Aquele senhor era uma figura estranhíssima para seus contemporâneos. Mas não só pela sua aparência. Então por qual motivo? Porque ele "coloca no plano mais elevado os bens da alma, em segundo lugar os bens do corpo, e no grau inferior os bens materiais, como a riqueza e o poder", como lembrou bem Jaeger em seu livro já citado (p. 528). Isso significa que o filósofo descobriu "algo de novo, o mundo interior" (p. 529). Eis aqui a radical contribuição de Sócrates: "A arete [virtude] que ele nos fala é um valor espíritual" (p.529). Este é um caminho novo, que rapidamente, num dos maiores milagres de todos os tempos, foi seguido, sem interrupção, por outros dois homens que se tornaram igualmente patrimônio comum e legado da humanidade: Platão e Aristóteles.

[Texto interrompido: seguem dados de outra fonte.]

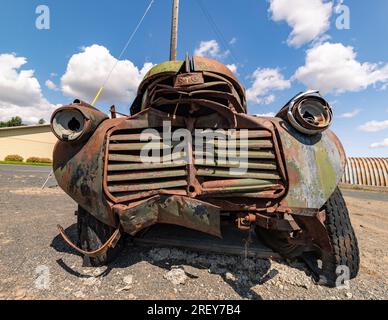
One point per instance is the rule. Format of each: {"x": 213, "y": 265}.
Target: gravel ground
{"x": 35, "y": 264}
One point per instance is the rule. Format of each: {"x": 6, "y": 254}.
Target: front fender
{"x": 314, "y": 164}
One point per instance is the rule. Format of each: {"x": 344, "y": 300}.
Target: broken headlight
{"x": 308, "y": 113}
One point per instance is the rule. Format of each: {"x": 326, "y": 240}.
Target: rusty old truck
{"x": 174, "y": 161}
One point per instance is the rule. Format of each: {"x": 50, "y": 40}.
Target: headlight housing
{"x": 68, "y": 124}
{"x": 308, "y": 113}
{"x": 76, "y": 122}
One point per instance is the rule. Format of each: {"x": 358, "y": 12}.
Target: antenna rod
{"x": 174, "y": 30}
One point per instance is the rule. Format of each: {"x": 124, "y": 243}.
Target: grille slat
{"x": 219, "y": 173}
{"x": 147, "y": 175}
{"x": 145, "y": 166}
{"x": 148, "y": 186}
{"x": 129, "y": 178}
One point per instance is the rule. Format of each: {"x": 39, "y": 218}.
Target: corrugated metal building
{"x": 367, "y": 172}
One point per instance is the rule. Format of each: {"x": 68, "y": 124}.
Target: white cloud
{"x": 333, "y": 67}
{"x": 51, "y": 85}
{"x": 87, "y": 71}
{"x": 308, "y": 19}
{"x": 20, "y": 92}
{"x": 348, "y": 115}
{"x": 210, "y": 49}
{"x": 232, "y": 67}
{"x": 382, "y": 144}
{"x": 265, "y": 81}
{"x": 374, "y": 126}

Foi uma das maiores proezas que o homem, apenas com sua razão, já conseguiu, cujos efeitos nos embriagam até hoje.

Essa "missão divina" socrática e o seu "cuidado da alma" não soam estranhos para nós, ou pelo menos não tanto quanto para os seus contemporâneos. Somos seus herdeiros, mas não diretamente. O responsável pela ponte com ele é nada mais nada menos que o Cristianismo, que nesse sentido possui com Sócrates afinidades por demais claras. Essa religião também encontra a riqueza inesgotável de nosso "castelo interior". Mas quanto à hirarquia de valores, Nosso Senhor resumiu quais eram os principais mandamentos que devemos seguir, os quais estão bem longe daquela velha canção báquica: amar a Deus sobre todas as coisas e ao próximo como a nós mesmos. Eis o verdadeiro "bem supremo do mortal" - embora neste mundo o percebamos confusamente. O resto vem por acréscimo.

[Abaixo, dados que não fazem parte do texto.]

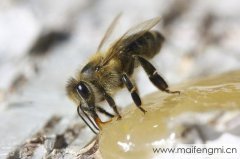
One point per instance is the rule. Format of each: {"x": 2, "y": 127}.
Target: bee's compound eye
{"x": 83, "y": 90}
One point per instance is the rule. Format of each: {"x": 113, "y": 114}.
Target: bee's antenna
{"x": 78, "y": 110}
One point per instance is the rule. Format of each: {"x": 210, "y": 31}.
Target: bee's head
{"x": 83, "y": 90}
{"x": 79, "y": 91}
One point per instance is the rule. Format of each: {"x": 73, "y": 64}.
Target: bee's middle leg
{"x": 132, "y": 89}
{"x": 103, "y": 111}
{"x": 154, "y": 77}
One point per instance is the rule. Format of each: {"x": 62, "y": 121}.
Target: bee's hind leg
{"x": 132, "y": 89}
{"x": 154, "y": 77}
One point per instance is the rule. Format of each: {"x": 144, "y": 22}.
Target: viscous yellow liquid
{"x": 136, "y": 133}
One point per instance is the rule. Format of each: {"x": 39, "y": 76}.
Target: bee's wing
{"x": 138, "y": 30}
{"x": 109, "y": 32}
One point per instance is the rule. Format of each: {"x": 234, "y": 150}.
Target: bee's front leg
{"x": 133, "y": 90}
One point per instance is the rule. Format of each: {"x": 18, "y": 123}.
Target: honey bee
{"x": 108, "y": 72}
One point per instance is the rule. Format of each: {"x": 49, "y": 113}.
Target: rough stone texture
{"x": 42, "y": 43}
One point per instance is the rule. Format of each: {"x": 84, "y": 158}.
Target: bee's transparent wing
{"x": 109, "y": 31}
{"x": 131, "y": 35}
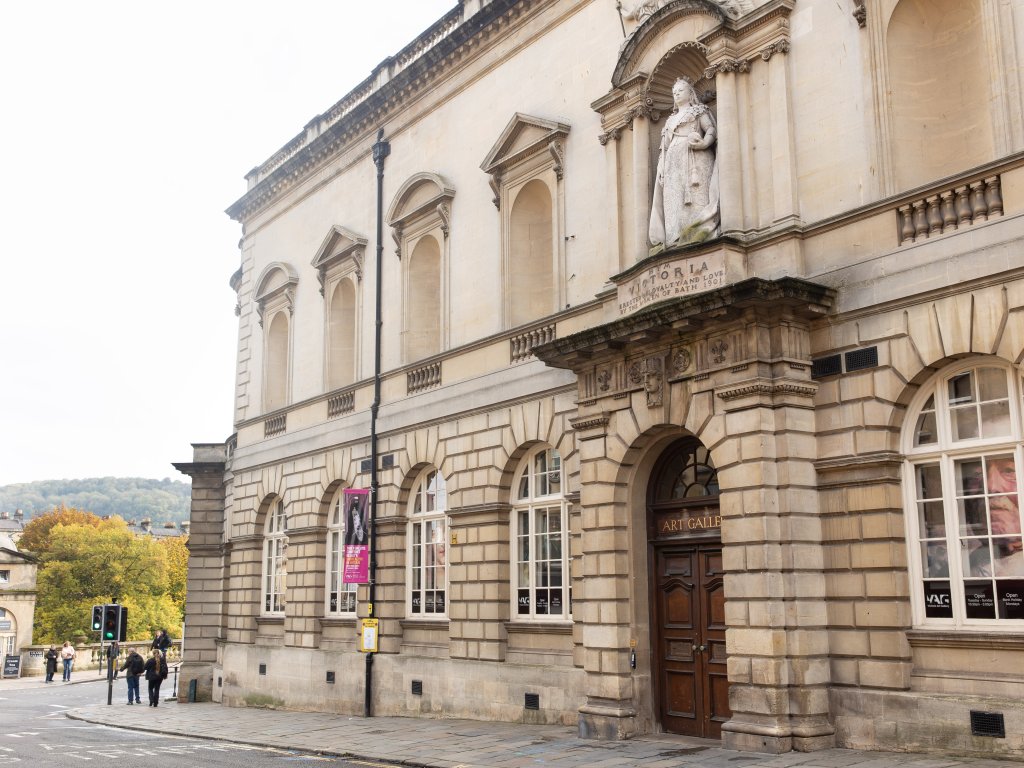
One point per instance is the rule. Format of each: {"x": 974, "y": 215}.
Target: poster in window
{"x": 1011, "y": 594}
{"x": 938, "y": 600}
{"x": 355, "y": 568}
{"x": 979, "y": 599}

No entanto, apenas a descoberta do "mundo interior" não é o suficiente. É necessário relacioná-lo de modo harmonioso com os outros bens, pois do contrário poderemos perigosa e tragicamente cindir em duas a nossa única realidade, cavando um abismo entre o mundo espiritual e o mundo natural. Seja o corpo, por exemplo. Ele nos é um bem precioso à medida que por ele podemos, aqui neste mundo, dar testemunho e graças a Deus e aos próximos. Ele, enquanto "morada da alma" (o que é diferente de uma "prisão") - ainda que a alma resida nele provisoriamente -, ambos em harmonia um com o outro, sendo o corpo fiel e submisso à alma, é sagrado e digno de respeito e admiração, como um servente que realiza adequadamente suas funções. É nesse sentido que nossa saúde é um dos nossos bens fundamentais, pois é óbvio que somente podemos praticar o bem se estivermos vivos. Por outro lado, a monarquia da alma no governo de nossas vontades é a segunda condição para tal. Contudo, havendo uma cisão - ou mesmo descrença - na relação (tensa e frágil) entre aqueles dois mundos, então nosso corpo perde seu caráter sagrado ou, o que talvez seja pior, instaura a anarquia e o caos, antes refreados pelo governo da alma. É o criado provocando uma rebelião anárquica.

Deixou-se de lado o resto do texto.